Four short links: 10 March 2014

Wolfram Language, Historic Innovation, SF Culture Wars, and Privacy's Death

  1. Wolfram Language — a broad attempt to integrate types, operations, and databases along with deployment, parallelism, and real-time I/O. The demo video is impressive, not just in execution but in ambition. Healthy skepticism still necessary.
  2. Maury, Innovation, and Change (Cory Ondrejka) — amazing historical story of open data, analysis, visualisation, and change. In the mid-1800’s, over the course of 15 years, a disabled Lieutenant changed the US Navy and the world. He did it by finding space to maneuver (as a trouble maker exiled to the Navy Depot), demonstrating value with his early publications, and creating a massive network effect by establishing the Naval Observatory as the clearing house for Navigational data. 150 years before Web 2.0, he built a valuable service around common APIs and aggregated data by distributing it freely to the people who needed it.
  3. Commuter Shuttle and 21-Hayes EB Bus Stop Observations (Vimeo) — timelapse of 6:15AM to 9:15AM at an SF bus stop Worth watching if you’re outside SF and wondering what they’re talking about when the locals rage against SF becoming a bedroom community for Valley workers.

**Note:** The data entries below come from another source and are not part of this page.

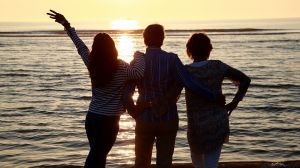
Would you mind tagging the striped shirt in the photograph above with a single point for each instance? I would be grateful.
(108, 100)
(162, 70)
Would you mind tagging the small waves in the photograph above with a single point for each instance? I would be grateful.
(179, 32)
(14, 75)
(276, 86)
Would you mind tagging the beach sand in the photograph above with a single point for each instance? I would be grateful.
(258, 164)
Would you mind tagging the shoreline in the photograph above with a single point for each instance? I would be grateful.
(253, 164)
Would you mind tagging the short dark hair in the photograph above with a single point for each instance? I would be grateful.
(154, 35)
(199, 46)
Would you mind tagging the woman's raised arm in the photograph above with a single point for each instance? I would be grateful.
(82, 49)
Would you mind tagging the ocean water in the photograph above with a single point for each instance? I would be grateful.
(45, 92)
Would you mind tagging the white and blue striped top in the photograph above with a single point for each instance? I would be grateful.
(108, 100)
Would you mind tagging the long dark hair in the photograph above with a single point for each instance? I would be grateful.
(103, 61)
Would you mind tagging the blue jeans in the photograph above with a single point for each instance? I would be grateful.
(102, 133)
(164, 134)
(207, 160)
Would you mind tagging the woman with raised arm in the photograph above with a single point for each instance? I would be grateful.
(108, 78)
(208, 123)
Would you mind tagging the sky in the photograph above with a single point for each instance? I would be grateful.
(105, 11)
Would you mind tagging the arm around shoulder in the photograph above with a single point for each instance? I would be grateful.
(137, 66)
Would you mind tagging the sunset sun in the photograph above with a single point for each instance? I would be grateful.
(124, 25)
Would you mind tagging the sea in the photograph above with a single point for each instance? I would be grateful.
(45, 91)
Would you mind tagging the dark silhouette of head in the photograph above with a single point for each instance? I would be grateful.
(154, 35)
(199, 47)
(103, 61)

  4. A Day of Speaking Truth to Power (Quinn Norton) — It was a room that had written off privacy as an archaic structure. I tried to push back, not only by pointing out this was the opening days of networked life, and so custom hadn’t caught up yet, but also by recommending danah boyd’s new book It’s Complicated repeatedly. To claim “people trade privacy for free email therefore privacy is dead” is like 1800s sweatshop owners claiming “people trade long hours in unpleasant conditions for miserable pay therefore human rights are dead”. Report of privacy’s death are greatly exaggerated.